The Viking age (roughly 793–1066 CE) saw Norse seafarers navigate vast stretches of the North Atlantic Ocean, reaching Iceland, Greenland, and even North America long before the invention of the magnetic compass. While they relied heavily on coastal landmarks, wildlife, ocean swells, and celestial navigation (using the sun and stars), the notoriously cloudy and foggy weather of the North Atlantic posed a severe threat.
To overcome this, historical texts and modern science suggest the Vikings used a navigational tool known as a "sunstone" (sólarsteinn)—a calcite crystal that allowed them to locate the sun on heavily overcast days using the physics of polarized light.
Here is a detailed explanation of the science, history, and practical application of this remarkable navigational technique.
1. The Navigational Challenge
A primary tool for Viking navigation was the wooden sun compass, which used the shadow cast by a central pin (gnomon) to determine true north. However, this required direct sunlight. In the extreme northern latitudes, fog, dense cloud cover, and long periods of twilight (when the sun is just below the horizon) frequently rendered the sun compass useless. To maintain a straight heading across open ocean for days or weeks, the Vikings needed a way to locate the sun when it was invisible.
2. The Science of Polarized Light
To understand how the sunstone works, one must understand how light behaves in our atmosphere. * Unpolarized Light: Light emitted by the sun travels in unpolarized waves, meaning the light waves vibrate in all possible directions. * Atmospheric Scattering: When sunlight enters the Earth's atmosphere, it collides with air molecules and scatters (Rayleigh scattering). * Polarization: This scattering process causes the light waves to become polarized, meaning they are forced to vibrate in a single, predictable plane. This polarized light forms concentric rings in the sky centered around the sun.
Even when thick clouds obscure the sun itself, the polarization pattern remains intact in the sky above. Human eyes cannot detect polarized light, but certain crystals can.

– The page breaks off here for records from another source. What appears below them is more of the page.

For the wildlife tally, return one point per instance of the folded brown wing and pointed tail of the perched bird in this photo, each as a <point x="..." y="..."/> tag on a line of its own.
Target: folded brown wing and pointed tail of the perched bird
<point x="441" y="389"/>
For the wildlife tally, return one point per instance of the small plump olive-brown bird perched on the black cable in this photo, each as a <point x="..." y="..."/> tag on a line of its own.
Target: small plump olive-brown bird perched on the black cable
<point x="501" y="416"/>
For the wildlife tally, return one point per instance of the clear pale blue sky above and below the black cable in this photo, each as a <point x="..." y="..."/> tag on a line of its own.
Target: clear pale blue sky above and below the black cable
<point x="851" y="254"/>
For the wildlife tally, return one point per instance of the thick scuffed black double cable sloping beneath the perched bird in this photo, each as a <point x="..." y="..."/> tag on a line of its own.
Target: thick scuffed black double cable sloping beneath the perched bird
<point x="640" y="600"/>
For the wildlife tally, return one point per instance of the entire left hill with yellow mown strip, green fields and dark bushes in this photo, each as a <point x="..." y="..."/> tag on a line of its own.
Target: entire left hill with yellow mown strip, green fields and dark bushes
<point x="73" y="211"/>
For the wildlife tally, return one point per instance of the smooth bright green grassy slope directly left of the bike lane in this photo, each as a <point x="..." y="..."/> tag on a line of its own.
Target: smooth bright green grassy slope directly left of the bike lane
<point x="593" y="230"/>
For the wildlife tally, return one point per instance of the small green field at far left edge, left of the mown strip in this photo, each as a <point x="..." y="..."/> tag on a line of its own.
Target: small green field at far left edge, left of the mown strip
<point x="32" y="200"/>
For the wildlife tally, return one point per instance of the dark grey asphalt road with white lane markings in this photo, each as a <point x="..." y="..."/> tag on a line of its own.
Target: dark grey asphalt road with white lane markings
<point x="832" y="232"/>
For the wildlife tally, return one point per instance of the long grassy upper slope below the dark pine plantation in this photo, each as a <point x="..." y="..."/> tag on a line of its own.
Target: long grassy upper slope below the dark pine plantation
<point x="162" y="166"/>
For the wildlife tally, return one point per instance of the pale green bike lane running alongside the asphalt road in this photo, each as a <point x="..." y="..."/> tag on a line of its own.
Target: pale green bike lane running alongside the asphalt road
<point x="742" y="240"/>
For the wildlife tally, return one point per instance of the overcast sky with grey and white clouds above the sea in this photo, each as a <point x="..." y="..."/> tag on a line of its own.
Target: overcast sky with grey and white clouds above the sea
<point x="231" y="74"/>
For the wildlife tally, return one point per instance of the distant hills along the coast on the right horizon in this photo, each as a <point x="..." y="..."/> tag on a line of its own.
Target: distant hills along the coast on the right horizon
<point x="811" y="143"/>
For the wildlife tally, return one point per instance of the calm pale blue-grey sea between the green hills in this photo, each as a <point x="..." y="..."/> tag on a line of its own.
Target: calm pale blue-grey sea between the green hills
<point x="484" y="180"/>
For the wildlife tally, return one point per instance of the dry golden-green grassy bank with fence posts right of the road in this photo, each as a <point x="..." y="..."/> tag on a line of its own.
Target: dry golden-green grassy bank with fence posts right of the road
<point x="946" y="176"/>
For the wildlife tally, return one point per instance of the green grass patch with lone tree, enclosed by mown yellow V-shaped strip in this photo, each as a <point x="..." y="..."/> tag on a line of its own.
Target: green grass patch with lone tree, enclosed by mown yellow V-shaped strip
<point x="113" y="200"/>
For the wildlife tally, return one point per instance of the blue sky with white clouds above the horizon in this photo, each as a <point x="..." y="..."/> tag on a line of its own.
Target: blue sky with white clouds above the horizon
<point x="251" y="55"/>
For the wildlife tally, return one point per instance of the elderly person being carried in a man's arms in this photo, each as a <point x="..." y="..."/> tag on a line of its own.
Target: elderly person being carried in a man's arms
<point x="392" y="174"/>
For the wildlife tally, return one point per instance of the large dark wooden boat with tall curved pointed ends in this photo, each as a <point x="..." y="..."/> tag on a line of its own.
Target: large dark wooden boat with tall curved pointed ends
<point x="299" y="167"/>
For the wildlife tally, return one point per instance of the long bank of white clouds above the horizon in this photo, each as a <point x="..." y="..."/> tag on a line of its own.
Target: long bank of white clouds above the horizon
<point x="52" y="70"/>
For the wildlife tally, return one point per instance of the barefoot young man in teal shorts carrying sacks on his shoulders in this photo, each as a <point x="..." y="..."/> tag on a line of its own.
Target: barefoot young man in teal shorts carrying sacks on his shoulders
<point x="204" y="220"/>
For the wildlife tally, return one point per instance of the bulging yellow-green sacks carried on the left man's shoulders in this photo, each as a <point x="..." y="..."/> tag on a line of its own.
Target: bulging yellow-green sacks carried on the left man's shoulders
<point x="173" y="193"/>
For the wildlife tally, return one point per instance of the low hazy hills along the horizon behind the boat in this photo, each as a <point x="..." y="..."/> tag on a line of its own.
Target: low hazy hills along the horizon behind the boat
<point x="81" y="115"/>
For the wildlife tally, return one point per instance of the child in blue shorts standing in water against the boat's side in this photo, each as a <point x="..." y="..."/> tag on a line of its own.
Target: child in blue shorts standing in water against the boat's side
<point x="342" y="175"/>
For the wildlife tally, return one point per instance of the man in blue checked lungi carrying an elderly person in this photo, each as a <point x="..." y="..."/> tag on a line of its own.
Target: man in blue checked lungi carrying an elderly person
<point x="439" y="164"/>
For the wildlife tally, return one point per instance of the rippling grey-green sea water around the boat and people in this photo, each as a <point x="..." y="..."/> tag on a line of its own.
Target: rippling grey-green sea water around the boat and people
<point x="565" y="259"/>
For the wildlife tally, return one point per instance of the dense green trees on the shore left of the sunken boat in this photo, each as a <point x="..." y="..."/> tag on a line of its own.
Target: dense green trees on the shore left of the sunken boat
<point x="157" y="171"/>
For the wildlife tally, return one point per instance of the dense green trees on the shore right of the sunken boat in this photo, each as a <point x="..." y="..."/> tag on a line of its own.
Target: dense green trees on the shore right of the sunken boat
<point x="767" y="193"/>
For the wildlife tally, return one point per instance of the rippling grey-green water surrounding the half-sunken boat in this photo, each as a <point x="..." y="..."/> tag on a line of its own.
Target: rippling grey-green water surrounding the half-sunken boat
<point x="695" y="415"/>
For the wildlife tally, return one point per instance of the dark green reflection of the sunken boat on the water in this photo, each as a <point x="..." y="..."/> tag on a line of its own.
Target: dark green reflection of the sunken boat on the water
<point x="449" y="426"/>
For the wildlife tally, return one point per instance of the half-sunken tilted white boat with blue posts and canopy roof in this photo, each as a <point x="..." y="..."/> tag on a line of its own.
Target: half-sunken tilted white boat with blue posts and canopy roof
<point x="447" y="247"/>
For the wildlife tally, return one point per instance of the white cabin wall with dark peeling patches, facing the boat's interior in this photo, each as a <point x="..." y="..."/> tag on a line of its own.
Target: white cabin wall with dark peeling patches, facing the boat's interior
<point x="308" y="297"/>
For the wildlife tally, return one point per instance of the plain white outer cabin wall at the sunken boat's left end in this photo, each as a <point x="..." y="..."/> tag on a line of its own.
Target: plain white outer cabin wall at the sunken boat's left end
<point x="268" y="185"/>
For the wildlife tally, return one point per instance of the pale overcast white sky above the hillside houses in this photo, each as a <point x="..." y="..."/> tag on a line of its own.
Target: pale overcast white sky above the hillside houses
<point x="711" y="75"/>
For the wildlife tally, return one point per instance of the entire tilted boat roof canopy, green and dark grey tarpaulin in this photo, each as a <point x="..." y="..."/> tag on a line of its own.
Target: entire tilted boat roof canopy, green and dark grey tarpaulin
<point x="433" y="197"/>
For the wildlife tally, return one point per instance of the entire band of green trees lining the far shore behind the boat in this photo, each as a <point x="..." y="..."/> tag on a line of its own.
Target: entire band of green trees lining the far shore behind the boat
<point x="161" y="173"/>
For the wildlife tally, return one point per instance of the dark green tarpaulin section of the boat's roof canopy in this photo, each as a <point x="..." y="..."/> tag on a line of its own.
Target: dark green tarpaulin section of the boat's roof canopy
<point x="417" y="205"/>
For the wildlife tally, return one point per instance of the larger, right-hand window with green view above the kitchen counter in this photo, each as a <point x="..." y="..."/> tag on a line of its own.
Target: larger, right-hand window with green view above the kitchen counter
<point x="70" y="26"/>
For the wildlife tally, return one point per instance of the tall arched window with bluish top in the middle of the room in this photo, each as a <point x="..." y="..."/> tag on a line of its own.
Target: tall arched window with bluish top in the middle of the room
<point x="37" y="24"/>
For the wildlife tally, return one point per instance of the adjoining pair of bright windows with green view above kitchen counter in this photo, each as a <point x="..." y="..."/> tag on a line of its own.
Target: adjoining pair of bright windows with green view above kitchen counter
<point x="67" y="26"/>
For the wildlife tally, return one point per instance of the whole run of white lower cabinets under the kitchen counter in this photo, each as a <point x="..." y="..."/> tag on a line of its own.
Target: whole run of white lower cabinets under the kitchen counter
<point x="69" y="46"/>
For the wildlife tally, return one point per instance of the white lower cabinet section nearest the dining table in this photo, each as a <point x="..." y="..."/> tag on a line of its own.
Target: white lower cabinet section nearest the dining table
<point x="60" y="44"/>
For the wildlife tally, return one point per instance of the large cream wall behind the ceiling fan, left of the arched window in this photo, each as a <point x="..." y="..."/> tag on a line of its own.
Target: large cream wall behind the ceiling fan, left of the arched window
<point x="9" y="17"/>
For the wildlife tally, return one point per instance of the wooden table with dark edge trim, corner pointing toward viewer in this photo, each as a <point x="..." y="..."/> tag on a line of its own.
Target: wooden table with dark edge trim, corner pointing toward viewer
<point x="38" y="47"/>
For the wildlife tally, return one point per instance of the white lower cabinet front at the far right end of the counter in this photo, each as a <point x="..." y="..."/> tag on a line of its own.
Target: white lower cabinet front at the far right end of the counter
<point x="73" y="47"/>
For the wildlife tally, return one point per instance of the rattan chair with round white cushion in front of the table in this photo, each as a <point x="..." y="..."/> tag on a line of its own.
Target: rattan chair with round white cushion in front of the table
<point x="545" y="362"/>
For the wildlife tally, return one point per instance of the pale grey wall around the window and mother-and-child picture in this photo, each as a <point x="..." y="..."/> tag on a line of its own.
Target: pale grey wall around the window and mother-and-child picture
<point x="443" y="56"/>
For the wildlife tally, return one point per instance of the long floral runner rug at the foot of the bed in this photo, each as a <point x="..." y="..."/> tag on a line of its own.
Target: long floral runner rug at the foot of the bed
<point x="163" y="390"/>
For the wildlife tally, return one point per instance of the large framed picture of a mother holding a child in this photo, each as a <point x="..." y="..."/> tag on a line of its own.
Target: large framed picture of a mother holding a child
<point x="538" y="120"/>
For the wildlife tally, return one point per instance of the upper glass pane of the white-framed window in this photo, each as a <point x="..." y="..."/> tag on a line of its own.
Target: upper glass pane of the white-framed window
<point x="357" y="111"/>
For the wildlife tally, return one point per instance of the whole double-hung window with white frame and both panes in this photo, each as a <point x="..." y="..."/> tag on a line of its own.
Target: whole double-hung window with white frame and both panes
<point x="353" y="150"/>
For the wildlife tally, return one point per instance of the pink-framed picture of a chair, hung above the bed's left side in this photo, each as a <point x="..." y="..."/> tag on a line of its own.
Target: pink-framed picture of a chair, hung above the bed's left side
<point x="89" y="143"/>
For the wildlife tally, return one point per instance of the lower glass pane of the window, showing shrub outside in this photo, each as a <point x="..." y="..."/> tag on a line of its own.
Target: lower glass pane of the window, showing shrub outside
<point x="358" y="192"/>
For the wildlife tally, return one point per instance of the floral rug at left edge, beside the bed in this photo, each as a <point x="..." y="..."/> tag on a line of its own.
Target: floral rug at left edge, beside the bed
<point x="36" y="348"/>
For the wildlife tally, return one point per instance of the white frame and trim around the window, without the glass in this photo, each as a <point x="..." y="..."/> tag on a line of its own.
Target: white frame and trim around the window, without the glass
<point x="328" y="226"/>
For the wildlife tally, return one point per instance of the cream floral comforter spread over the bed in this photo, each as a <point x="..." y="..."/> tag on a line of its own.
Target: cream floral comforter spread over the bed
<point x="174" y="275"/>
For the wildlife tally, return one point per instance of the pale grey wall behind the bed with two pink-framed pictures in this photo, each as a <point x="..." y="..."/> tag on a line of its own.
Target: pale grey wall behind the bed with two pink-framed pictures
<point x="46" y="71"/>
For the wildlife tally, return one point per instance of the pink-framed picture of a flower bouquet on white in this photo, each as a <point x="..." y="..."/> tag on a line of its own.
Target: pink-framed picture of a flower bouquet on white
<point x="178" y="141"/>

3. The Calcite Crystal (Iceland Spar)
The specific stone believed to be the Viking sunstone is Iceland spar, a transparent variety of calcite crystal found abundantly in the Nordic regions.
Iceland spar possesses a unique optical property called birefringence, or double refraction. When light passes through the crystal, the internal atomic structure of the calcite splits the light beam in two. If you look at a dot on a piece of paper through Iceland spar, you will see two dots.
Crucially, the crystal acts as a polarizing filter. The brightness of the two split beams changes depending on how the crystal is oriented relative to the polarized light in the sky.
4. How the Vikings Used the Crystal
Navigating with a sunstone was a precise, methodical process: 1. Scanning the Sky: The navigator would look through the calcite crystal at a patch of sky, either a break in the clouds or directly at the cloud cover. 2. Observing the Double Image: Looking through the crystal, the navigator would see two images or spots of light. 3. Rotating the Crystal: The navigator would slowly rotate the crystal. As it turned, one of the images would grow brighter while the other grew dimmer. 4. Finding the Balance: When the crystal was rotated to the exact point where both images were of equal brightness, it meant the crystal was perfectly aligned with the polarization rings in the sky. 5. Pinpointing the Sun: Because the polarization rings are concentric to the sun, this alignment provided a precise line pointing directly toward the hidden sun.
By taking two readings from different patches of the sky, the navigator could triangulate the exact position of the sun behind the clouds, or even up to 40 minutes after the sun had set below the horizon. Once the sun's position was known, the navigator could align their wooden sun compass and maintain their bearing.
5. Historical and Archaeological Evidence
For a long time, the sunstone was considered a myth. However, evidence has steadily mounted to support its historical reality: * The Sagas: The Rauðúlfs þáttr, an Icelandic saga concerning King Olaf II, explicitly describes the king using a sólarsteinn during a heavy snowstorm to pinpoint the sun's location and verify his navigator's guess. * The Alderney Shipwreck: In 2013, maritime archaeologists discovered an Iceland spar crystal next to navigational dividers in the wreckage of an Elizabethan ship that sank off the coast of Alderney in 1592. Because early magnetic compasses were easily thrown off by the iron cannons on ships, navigators continued to use sunstones as a backup centuries after the Viking Age. * Modern Computer Simulations: In recent years, researchers (such as those at Eötvös Loránd University in Hungary) ran computer simulations of thousands of Viking voyages. They found that navigating with a sunstone every three hours was highly accurate, resulting in a 92% to 100% success rate of reaching Greenland from Norway in cloudy conditions.
Conclusion
The Viking use of the sunstone represents a profound, intuitive grasp of physics centuries before the scientific method was formally established. By utilizing the birefringent properties of Iceland spar to "read" the invisible polarized light of the sky, Viking navigators transformed an impassable, stormy ocean into a navigable highway, enabling some of the most daring explorations in human history.